I picked up the wine and drank it in one long motion.

‘I don’t know what I’m going to do,’ I whispered when I’d finished the wine.

‘Go home, put on some frilly knickers, and try to pretend that the last six months haven’t happened,’ Penny suggested quietly.

‘He won’t even hold my hand,’ I told her.

She leant forward and whispered to me urgently, ‘Then you
need
to talk to him, Molly, and figure this out. You two can’t possibly go on like this.’

Leo returned then, but he didn’t take his seat again.

‘I’ve called the car,’ he said. ‘I need to do some work tonight, so we need to get going.’

We said our awkward goodbyes and travelled back to the terrace in silence. As soon we stepped inside, Leo made his way towards the stairs.


No
,’ I said, with force. ‘We need to talk.’

‘I don’t have the energy to fight with you tonight.’

‘I don’t want to fight either, I promise.’

We sat at the dining room table beneath the wall of photos from our life together. I was in the unfortunate position of facing the images, so every time I looked up, I saw a happy version of myself that felt like photographs from a past life or a parallel universe.

‘What’s going on, Leo?’

I listened to the clock on the kitchen wall tick as I waited for his answer. He stared at the table for a while, and then he raised his eyes to me. ‘This isn’t working anymore, Molly. We want different things out of life, don’t we?’
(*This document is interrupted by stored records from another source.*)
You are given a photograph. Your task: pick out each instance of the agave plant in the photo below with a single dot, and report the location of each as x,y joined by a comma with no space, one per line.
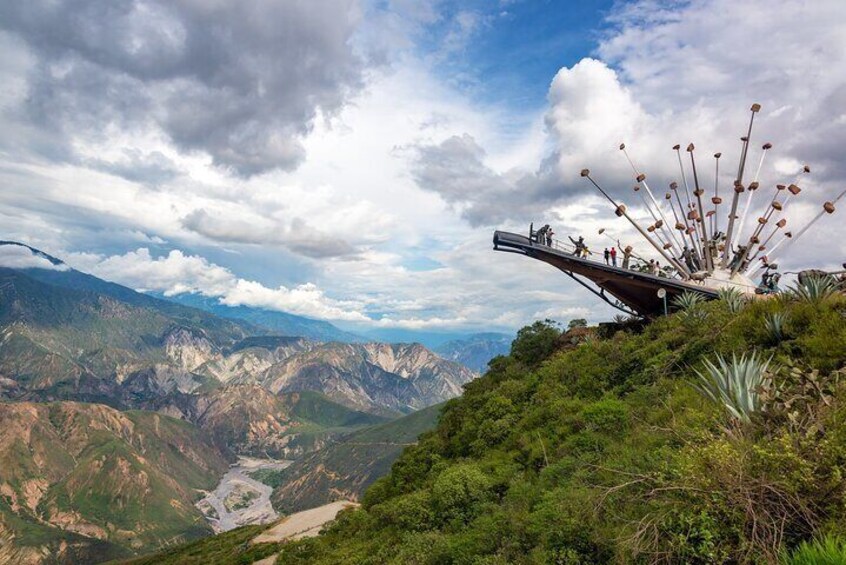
734,299
774,323
814,289
688,301
735,385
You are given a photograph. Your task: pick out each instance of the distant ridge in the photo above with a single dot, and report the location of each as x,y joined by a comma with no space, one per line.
277,322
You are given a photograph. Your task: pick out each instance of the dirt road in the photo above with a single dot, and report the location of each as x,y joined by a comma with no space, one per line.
303,524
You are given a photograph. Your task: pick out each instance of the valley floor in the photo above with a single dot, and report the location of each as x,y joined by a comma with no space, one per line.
303,524
239,499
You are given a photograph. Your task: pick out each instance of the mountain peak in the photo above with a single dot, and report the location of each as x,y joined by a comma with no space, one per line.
16,255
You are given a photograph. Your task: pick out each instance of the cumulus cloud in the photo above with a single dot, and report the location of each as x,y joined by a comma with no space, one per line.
239,81
670,74
296,235
22,257
178,273
456,170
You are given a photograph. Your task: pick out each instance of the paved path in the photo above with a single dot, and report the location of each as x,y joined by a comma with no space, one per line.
303,524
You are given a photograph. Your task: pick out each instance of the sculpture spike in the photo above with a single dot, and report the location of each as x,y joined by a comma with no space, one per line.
738,183
621,211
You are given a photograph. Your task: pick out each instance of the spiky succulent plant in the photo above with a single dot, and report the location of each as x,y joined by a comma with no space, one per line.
735,384
814,289
733,298
688,301
774,323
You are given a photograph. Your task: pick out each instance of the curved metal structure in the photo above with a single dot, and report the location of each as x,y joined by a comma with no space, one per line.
636,292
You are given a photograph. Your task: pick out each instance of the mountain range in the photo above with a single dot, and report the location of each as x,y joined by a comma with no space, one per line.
122,407
84,482
273,321
475,351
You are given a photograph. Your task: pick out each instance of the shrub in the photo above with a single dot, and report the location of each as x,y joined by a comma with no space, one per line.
735,385
607,415
536,342
814,289
774,324
458,493
733,298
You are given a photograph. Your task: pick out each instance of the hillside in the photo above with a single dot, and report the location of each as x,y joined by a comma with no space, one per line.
65,335
250,420
374,377
475,351
600,449
272,321
344,470
84,482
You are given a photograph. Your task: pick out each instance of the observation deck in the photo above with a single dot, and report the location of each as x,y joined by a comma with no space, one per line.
631,291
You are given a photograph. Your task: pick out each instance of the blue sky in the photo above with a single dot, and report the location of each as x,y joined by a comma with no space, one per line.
518,46
348,160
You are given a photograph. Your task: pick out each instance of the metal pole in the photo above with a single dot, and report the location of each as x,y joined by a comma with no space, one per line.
641,178
738,183
621,211
698,192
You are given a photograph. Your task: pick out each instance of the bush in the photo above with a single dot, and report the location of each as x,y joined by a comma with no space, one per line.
608,415
458,493
535,343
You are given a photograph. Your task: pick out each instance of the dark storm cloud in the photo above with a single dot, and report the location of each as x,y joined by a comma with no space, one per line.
241,81
455,170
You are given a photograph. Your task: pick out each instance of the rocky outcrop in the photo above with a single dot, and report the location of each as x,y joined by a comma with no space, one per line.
88,482
375,377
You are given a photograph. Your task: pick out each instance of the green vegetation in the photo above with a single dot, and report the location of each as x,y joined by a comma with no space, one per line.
828,551
317,408
735,385
128,478
603,450
343,470
229,548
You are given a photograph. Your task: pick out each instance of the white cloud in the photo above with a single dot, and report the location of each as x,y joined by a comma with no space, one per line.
354,216
178,273
20,257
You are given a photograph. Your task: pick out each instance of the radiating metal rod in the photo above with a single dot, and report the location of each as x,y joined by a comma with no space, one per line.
703,224
738,183
620,210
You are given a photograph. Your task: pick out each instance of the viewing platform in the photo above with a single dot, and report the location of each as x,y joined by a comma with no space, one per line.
628,290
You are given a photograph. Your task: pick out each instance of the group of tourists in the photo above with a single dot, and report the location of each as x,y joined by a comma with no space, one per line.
611,255
543,235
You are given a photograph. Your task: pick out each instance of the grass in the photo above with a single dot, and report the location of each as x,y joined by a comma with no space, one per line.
228,548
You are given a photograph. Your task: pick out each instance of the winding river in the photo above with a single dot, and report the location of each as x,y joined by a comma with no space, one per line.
239,499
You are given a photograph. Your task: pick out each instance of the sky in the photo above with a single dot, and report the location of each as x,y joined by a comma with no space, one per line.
349,160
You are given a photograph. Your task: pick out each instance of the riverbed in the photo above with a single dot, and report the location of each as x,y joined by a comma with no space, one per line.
239,500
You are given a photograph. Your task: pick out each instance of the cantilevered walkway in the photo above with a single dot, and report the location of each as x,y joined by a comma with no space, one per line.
633,292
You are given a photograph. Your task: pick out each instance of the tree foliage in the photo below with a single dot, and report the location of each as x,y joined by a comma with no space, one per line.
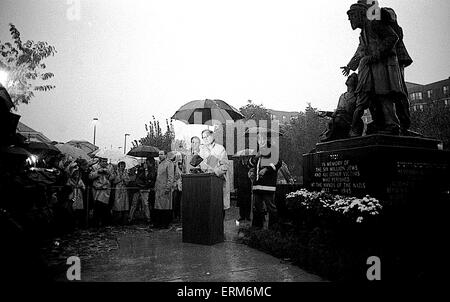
299,137
24,63
433,121
155,137
255,112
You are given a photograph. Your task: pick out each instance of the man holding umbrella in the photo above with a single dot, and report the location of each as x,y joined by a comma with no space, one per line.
266,164
216,161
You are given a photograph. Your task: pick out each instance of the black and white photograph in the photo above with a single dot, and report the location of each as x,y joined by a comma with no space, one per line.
224,148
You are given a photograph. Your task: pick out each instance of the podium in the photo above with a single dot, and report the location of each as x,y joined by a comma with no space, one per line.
202,209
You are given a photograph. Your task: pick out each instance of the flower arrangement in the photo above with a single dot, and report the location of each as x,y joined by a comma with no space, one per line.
322,203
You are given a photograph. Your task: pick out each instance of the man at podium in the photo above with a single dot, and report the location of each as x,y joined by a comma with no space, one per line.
215,160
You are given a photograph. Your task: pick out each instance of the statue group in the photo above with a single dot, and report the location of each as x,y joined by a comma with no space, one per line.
379,84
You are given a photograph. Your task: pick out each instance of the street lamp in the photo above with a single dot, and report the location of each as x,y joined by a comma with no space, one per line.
95,121
3,77
125,144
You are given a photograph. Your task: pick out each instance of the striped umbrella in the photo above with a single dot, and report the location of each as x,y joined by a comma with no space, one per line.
72,151
83,145
144,151
204,112
41,147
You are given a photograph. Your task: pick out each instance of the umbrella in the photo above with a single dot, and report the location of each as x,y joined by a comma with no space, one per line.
15,150
74,152
5,98
144,151
205,111
262,130
115,156
83,145
42,147
245,152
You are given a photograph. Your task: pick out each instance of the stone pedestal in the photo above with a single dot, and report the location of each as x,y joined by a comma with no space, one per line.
391,168
202,209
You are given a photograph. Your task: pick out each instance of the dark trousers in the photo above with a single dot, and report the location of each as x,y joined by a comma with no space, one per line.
263,202
162,218
101,213
245,206
176,202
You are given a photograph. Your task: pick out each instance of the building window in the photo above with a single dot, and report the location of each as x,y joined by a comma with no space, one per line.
418,95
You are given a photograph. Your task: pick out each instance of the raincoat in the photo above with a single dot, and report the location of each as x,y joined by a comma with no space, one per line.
121,179
164,185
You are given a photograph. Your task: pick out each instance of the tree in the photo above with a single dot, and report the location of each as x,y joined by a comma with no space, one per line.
299,137
433,121
24,64
155,137
255,112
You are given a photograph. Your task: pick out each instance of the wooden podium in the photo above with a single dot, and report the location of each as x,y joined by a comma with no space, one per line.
202,209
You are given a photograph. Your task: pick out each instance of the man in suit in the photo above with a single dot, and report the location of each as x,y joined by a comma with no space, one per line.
266,164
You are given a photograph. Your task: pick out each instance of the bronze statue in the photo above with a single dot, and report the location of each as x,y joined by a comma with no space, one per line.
381,86
341,119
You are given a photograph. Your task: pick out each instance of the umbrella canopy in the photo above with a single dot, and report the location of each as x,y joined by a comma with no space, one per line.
83,145
41,147
262,130
144,151
5,99
72,151
204,112
15,150
245,152
116,156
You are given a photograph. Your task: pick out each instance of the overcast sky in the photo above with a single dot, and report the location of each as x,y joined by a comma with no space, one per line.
124,61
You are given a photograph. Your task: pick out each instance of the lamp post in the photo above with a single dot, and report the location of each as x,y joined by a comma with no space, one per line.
95,120
125,144
3,78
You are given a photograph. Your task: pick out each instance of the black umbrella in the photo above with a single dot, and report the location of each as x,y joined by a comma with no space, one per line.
144,151
15,150
261,130
5,99
204,112
42,147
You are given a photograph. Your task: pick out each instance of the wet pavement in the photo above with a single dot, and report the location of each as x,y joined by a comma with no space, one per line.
161,256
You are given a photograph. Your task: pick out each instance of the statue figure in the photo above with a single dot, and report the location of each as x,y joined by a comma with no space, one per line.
341,119
381,86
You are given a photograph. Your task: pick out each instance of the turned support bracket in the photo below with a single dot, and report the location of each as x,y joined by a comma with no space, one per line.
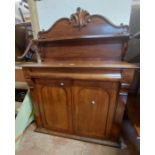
30,46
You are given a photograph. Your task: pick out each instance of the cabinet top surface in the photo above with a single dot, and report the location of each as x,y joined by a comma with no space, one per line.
80,64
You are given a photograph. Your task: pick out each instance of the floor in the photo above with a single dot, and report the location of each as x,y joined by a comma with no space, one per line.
34,143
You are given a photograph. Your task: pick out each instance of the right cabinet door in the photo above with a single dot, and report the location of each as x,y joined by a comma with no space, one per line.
93,108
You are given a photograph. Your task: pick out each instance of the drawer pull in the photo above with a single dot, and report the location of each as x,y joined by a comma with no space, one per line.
93,102
61,84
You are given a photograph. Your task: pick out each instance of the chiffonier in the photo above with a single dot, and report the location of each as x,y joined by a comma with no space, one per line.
79,84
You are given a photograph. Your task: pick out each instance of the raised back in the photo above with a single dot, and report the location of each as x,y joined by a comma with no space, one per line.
83,37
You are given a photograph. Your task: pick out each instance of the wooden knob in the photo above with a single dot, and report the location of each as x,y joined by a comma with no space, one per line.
61,84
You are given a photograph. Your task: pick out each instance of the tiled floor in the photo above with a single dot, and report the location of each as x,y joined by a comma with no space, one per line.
34,143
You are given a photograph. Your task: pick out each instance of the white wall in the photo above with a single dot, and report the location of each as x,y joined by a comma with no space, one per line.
117,11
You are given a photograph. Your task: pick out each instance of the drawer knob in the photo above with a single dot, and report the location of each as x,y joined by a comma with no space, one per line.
61,84
93,102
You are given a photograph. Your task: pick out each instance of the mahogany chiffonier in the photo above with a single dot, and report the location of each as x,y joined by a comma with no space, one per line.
79,84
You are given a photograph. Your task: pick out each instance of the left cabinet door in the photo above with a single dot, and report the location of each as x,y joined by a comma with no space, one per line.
54,98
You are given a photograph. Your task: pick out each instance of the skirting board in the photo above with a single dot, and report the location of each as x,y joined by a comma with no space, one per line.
85,139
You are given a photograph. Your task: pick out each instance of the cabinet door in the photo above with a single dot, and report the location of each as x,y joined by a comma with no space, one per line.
94,106
55,104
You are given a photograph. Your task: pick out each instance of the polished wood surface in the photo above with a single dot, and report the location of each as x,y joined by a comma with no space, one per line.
80,84
92,103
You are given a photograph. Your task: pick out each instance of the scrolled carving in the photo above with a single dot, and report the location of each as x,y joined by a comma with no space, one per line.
80,19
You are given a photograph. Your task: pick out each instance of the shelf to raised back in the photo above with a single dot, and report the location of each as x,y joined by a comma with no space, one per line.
83,37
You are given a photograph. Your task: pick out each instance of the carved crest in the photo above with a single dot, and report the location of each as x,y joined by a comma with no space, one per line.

‘Don’t say that. That’s not true.’

‘Isn’t it? You want a baby, I want to focus on my career – I don’t want to feel obligated to fly back to Sydney every five minutes.’


Obligated
?’ I repeated, and I’d been so calm up until that moment, but the way that he said that made me feel like I was nothing more than a burden to him. My voice rose, and I knew that my promise of not arguing had been made in vain. ‘I have been so patient with you, Leo.’

‘But you
haven’t
, Molly,’ he said tightly. ‘Not really.’

‘Leo, I’ve put up with two and a half years of this part-time marriage. If that’s not patient, I don’t know what is.’ I was so angry that the words shook in time with my hands.

Leo sighed heavily, as if I was being completely unreasonable, and then he spread his palms wide on the table. ‘We are barely even friends anymore, Molly.’

‘It doesn’t
have
to be this way,’ I snapped. ‘If you don’t like it, change it.’

‘Well, how
do
we change it then?’ he said, and he raised his eyebrows at me pointedly. ‘Tell me, Molly – how do we find a way forward where I still travel as much as I need to, and you don’t spend your whole life back here feeling hard done by?’